HOUSTON — Gone are the days of the hype and fanfare that follows the Brooklyn Nets. There are no superstars such as Kevin Durant, Kyrie Irving, or James Harden. The only recognizable name on the Nets is Ben Simmons, and his time on the court has become so limited by injuries that he might as well be an assistant coach.
Yet, without big-name players on the roster, the Nets have continued to win and cause issues for teams. The Houston Rockets found out Tuesday at the Toyota Center, falling to Brooklyn 118-96. The Nets improved to 37-28 and remain on track for a potential berth in the Eastern Conference playoffs, despite losing all of those stars.
After winning consecutive games versus San Antonio, Houston needed more scoring plays in the second half to defeat Brooklyn. One glaring difference between the two teams was the abundance of veteran players for the Nets and the lack thereof for the Rockets.
“They executed really well, and their veteran leadership took over,” said Rockets guard Jalen Green, who scored a team-high 25 points.
Rockets head coach Stephen Silas reiterated Green’s point after Wednesday’s practice while also focusing on the teaching aspect of his young team playing a veteran-led team like the Nets.
“It is a learning moment for our group, because they don’t play star basketball,” said Silas of Brooklyn.
Houston’s starting lineup since trading Eric Gordon to the Los Angeles Clippers in February and having Kevin Porter Jr. return from injury has no player over the age of 22, and its average service time in the NBA is less than three years. Starting rookie power forward Jabari Smith Jr. is still a teenager at 19 years old. It is hard to win NBA games when most of your players were born in the 2000s.
“Just keep trying to win,” said Nets guard Mikal Bridges when asked about the advice he would give a young team like Houston. “Play together and keep trying to win. I know it’s tough, and tough losing.”

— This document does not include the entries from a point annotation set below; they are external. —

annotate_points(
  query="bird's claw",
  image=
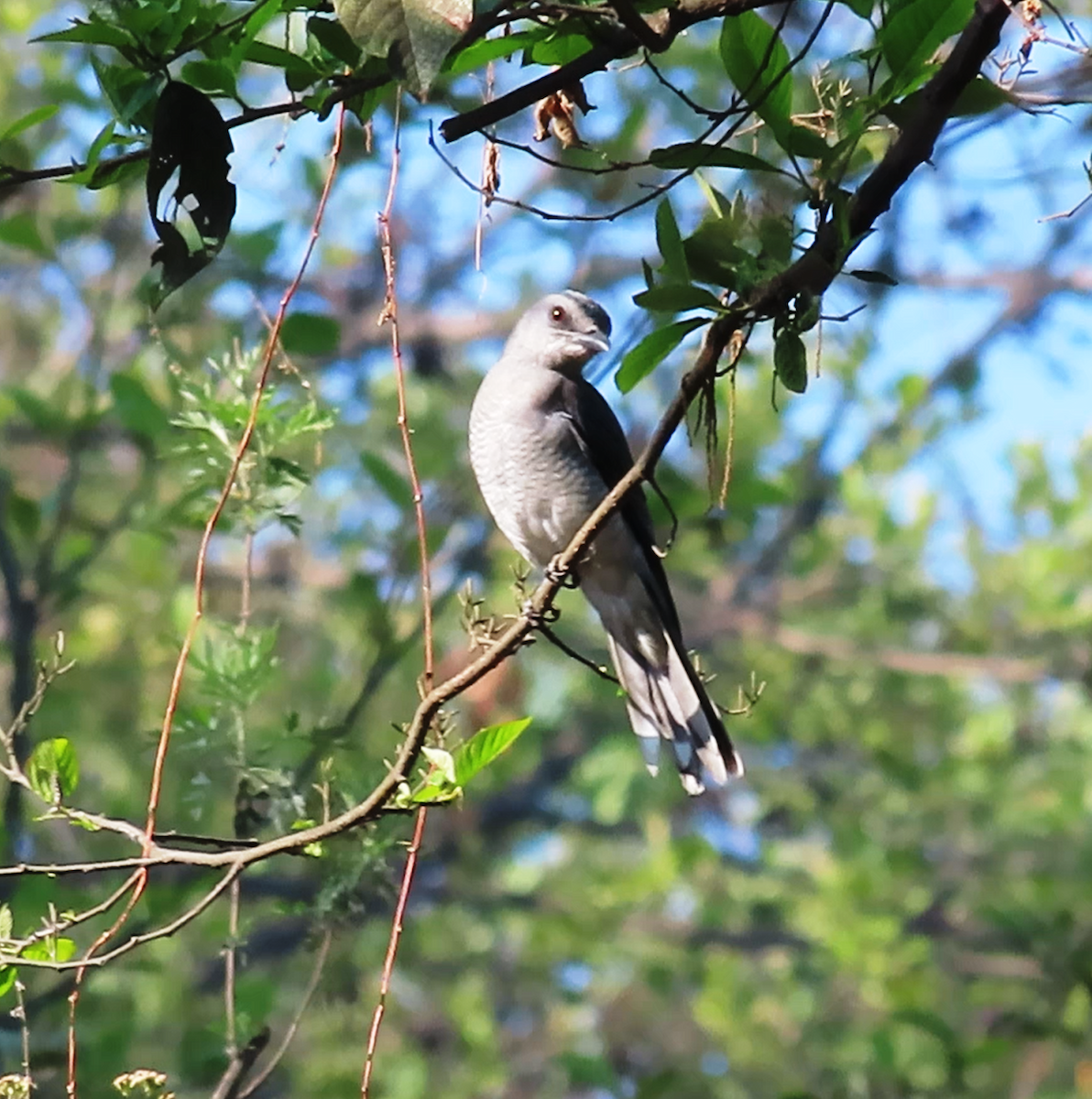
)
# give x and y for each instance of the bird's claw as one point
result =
(557, 574)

“I think they are so talented,” said Bridges, who was part of a gradual transition from rebuilding to contender when he began his career alongside Devin Booker and Deandre Ayton. “I talked to some of those guys every time I played against them when I was in Phoenix.”
“I like them a lot, and they are all talented as hell,” Bridges said of Houston’s current young core. “They just can’t get comfortable with losing. They need to play off each other, and I think they have that energy, and I feel like they all vibe off of each other.”
With 17 games left in the season, the Rockets (15-50) hope to put together some winning habits that could become consistent next season. Their next opportunity comes Thursday night at Indiana, with tipoff from Gainbridge Fieldhouse set for 6:00 pm Central.